A Cachoeira do Tororó é uma cachoeira de queda livre com aproximadamente doze metros de altura. A trilha que conduz até a queda d’água possui certos trechos em que o terreno é pedregoso, mas existem partes de uma velha escadaria nestes locais, facilitando a subida. O poço, que é raso, é rodeado por uma mata de galeria. Ao longo do córrego Pau de Caxeta podem ser avistadas pequenas corredeiras, em face do terreno irregular e ao longo da região são encontrados remanescentes de grande importância para a preservação do bioma Cerrado.

Relevo e clima

A geomorfologia do parque se encontra na região dissecada de Vales do Curso superior do Rio São Bartolomeu. O tipo de solo predominante é o cambissolo, que geralmente está associado a relevos mais movimentados, ondulados e forte-ondulados. Em alguns perfis, observa-se a presença de cascalhos e material concrecionário. O clima predominante da região do Parque é Tropical de Altitude, com a temperatura do mês mais frio inferior a 18ºC e do mês mais quente com média superior a 22ºC.

Fauna e flora

As fitofisionomias mais ocorrentes na região são: Matas de Galeria, Cerrado típico, dito stricto sensu e Campo Limpo.O Cerrado Típico é a fitofisionomia dominante entre as formações savânicas encontradas no local. Suas árvores não formam dossel e a altura varia entre 3 – 8 metros. A diversidade florística é enorme, tanto no estrato arbóreo quanto no rasteiro.
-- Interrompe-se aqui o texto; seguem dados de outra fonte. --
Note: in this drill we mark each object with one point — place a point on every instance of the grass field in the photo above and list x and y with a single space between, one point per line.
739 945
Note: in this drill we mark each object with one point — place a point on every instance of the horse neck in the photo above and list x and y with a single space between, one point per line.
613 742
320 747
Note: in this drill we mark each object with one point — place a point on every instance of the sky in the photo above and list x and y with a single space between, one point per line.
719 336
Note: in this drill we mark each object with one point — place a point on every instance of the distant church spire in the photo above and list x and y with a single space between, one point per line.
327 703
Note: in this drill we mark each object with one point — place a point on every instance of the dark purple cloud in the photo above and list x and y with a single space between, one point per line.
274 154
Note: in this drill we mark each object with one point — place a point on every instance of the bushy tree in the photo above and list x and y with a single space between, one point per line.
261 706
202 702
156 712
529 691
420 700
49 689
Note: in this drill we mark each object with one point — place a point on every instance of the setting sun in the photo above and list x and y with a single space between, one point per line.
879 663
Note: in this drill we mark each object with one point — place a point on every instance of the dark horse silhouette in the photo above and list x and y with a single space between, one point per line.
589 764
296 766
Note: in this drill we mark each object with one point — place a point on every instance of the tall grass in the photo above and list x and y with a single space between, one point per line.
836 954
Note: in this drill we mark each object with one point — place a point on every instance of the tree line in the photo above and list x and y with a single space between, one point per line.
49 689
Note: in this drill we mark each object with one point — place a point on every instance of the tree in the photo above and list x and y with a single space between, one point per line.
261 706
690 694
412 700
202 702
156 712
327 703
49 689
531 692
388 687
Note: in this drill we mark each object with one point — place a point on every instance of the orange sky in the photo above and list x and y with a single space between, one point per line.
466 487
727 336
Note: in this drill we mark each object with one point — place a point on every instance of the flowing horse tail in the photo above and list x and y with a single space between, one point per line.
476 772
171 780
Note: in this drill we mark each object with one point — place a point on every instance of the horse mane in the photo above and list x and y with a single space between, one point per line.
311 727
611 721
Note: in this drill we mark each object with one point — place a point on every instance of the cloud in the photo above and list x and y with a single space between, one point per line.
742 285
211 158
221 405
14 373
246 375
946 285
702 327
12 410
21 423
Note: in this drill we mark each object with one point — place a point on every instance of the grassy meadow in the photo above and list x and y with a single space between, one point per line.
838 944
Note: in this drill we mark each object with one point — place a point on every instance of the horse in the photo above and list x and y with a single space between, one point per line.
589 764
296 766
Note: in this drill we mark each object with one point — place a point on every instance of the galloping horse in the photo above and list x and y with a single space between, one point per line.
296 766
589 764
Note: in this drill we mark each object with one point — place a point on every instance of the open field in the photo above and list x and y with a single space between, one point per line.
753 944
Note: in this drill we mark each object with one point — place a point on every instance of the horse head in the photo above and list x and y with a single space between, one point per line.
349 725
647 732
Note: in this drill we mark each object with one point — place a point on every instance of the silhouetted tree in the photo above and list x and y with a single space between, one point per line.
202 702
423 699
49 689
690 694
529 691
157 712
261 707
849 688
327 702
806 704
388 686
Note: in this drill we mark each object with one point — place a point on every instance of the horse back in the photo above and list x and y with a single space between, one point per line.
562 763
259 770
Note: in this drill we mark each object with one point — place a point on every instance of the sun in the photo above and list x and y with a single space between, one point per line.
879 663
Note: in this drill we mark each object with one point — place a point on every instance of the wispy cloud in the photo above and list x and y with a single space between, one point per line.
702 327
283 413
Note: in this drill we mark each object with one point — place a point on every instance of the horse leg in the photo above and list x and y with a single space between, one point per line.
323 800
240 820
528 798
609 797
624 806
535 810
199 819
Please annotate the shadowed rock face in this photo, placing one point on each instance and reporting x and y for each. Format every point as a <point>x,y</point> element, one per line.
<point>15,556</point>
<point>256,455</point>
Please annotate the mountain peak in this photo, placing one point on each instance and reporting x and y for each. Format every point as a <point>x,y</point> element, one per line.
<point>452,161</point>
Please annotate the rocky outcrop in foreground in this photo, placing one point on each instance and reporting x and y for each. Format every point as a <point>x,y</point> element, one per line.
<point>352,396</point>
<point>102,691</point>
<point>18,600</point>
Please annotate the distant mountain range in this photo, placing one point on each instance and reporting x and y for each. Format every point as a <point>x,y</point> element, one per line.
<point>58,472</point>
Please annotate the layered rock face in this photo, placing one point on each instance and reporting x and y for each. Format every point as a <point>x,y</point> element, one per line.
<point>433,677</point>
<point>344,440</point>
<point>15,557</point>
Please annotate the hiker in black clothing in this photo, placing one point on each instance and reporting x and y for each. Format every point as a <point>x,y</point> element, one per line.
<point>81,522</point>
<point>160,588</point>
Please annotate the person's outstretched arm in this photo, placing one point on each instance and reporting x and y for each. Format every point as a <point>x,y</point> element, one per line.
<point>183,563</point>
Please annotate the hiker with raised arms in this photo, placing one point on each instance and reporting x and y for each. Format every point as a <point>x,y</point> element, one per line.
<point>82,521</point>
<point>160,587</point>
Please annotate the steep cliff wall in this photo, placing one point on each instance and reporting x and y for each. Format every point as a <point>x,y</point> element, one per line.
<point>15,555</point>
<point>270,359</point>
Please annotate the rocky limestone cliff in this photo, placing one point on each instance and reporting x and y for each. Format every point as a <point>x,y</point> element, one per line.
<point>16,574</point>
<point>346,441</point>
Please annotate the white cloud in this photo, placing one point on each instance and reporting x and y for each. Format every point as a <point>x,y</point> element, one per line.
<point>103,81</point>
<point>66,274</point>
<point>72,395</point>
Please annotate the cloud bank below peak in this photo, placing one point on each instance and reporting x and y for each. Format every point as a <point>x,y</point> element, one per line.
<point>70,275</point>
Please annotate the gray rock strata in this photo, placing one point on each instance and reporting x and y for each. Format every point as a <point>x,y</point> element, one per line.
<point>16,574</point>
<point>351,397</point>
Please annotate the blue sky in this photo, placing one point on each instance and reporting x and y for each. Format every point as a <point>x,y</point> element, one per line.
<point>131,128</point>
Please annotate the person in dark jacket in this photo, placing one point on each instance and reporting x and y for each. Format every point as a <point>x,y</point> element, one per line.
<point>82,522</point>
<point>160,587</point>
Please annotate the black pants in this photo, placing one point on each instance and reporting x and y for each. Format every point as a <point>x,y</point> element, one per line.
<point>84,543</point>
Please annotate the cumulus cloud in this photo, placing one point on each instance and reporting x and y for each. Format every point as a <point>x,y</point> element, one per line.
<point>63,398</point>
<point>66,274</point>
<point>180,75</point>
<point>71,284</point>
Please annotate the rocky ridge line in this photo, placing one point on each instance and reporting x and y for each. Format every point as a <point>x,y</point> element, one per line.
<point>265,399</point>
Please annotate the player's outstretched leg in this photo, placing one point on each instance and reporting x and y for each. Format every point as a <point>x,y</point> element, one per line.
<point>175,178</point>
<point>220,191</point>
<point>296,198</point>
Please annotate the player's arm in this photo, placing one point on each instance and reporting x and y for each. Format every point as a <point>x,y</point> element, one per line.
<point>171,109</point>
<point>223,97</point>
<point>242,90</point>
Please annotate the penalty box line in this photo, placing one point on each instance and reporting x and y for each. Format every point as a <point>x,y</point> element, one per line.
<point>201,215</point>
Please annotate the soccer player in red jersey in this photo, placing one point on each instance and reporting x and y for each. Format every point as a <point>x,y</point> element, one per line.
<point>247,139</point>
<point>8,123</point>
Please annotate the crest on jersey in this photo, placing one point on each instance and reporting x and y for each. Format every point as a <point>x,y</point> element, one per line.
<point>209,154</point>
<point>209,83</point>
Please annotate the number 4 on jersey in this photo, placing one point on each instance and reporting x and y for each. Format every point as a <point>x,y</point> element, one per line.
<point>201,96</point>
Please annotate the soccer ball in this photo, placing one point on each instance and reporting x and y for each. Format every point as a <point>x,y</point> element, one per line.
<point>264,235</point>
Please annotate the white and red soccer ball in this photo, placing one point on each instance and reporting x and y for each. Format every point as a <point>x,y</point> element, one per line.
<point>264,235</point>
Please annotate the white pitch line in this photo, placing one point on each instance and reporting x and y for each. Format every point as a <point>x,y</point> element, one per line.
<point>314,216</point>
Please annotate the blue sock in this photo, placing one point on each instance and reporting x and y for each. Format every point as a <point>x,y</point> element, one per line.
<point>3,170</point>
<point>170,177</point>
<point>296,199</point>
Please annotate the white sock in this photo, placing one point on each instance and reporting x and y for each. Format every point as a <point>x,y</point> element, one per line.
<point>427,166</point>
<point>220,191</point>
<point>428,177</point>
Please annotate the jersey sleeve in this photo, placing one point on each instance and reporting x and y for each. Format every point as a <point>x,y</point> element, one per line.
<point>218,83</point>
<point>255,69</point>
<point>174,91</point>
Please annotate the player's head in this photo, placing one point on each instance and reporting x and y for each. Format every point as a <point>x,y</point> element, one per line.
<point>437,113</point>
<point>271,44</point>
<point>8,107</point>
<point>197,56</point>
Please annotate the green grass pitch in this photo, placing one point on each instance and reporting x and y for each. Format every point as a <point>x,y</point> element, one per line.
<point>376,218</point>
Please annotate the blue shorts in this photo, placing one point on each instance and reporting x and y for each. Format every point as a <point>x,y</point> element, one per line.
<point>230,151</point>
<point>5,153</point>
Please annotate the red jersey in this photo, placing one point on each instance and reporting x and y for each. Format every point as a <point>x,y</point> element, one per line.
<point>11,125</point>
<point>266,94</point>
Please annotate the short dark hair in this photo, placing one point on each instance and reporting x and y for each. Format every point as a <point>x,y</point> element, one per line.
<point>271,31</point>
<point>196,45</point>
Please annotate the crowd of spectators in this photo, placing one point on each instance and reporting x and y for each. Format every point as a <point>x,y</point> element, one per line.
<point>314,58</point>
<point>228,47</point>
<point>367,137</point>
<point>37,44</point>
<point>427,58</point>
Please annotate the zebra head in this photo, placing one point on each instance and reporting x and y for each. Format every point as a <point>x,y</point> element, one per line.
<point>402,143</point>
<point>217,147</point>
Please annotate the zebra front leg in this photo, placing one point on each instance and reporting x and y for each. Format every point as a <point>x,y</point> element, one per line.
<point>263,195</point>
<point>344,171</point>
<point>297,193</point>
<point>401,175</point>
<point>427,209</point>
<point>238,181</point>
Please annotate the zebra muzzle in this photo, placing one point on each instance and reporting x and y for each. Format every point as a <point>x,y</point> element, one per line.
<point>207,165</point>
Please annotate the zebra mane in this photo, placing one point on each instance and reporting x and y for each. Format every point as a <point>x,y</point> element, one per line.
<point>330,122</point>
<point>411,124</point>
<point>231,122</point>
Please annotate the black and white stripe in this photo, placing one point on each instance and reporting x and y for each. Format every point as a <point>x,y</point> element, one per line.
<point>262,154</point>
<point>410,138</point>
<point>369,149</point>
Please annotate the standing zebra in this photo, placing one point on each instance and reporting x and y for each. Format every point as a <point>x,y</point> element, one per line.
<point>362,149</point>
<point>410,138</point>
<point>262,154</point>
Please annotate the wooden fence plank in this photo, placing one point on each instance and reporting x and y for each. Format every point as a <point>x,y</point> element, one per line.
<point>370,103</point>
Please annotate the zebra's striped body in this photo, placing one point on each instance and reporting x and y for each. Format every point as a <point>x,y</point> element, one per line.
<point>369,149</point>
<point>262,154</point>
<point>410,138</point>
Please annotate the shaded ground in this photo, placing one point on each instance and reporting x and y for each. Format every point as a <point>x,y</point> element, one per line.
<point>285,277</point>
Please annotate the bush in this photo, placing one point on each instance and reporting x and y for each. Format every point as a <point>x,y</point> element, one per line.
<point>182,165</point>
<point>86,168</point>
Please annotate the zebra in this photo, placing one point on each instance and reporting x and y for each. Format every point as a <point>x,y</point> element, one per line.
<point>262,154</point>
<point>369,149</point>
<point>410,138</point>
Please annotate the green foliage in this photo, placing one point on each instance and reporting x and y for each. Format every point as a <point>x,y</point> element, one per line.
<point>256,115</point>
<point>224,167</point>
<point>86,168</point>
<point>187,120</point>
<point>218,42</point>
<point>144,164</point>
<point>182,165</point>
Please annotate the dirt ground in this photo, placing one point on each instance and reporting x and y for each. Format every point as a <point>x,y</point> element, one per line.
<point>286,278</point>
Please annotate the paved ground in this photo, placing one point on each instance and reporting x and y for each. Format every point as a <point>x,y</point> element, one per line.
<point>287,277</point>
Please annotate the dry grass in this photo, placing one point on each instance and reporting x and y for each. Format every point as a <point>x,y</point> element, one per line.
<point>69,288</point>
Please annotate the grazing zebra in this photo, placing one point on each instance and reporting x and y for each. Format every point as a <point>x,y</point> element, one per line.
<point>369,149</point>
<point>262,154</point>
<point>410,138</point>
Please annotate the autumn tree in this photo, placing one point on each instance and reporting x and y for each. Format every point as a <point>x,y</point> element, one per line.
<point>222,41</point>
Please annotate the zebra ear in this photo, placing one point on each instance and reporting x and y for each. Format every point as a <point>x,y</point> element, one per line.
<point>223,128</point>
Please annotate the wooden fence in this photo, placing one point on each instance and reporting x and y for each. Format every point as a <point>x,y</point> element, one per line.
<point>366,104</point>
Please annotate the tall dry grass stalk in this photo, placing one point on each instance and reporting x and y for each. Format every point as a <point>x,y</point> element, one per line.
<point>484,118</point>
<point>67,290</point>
Algumas áreas de cerrado se encontram em estado de regeneração, algumas vezes com a dinâmica prejudicada pela grande recorrência de fogo e pastoreio ocasionais de bovinos e eqüinos. Esta fitofisionomia apresenta-se bastante atingida pelo processo de ocupação urbana do solo. O parque possui um Zona Restrita que é dedicada exclusivamente para a preservação da fauna e flora nativa.

Problemas e ameaças

A urbanização crescente e a pressão de ocupação das áreas na região levou a equipes técnicas a reavaliar o cenário anteriormente proposto que previa a regulamentação no sentido de promover e conservar os recursos naturais da região, como forma de assegurar o Meio Ambiente equilibrado à população local e a preservação do Bioma Cerrado no Distrito Federal. Outra grande ameaça são os sinais de degradação, que podem ser vistos na forma de deposição de entulhos, corte seletivo de espécies, abertura de picadas e, principalmente, disseminação de espécies exóticas. Apesar de o córrego Pau de Caxeta não figurar como conector ambiental, destacamos que a fragmentação de habitat é hoje a maior ameaça a biodiversidade do Cerrado, o grau de isolamento irá determinar, em parte, a severidade das mudanças na composição da comunidade.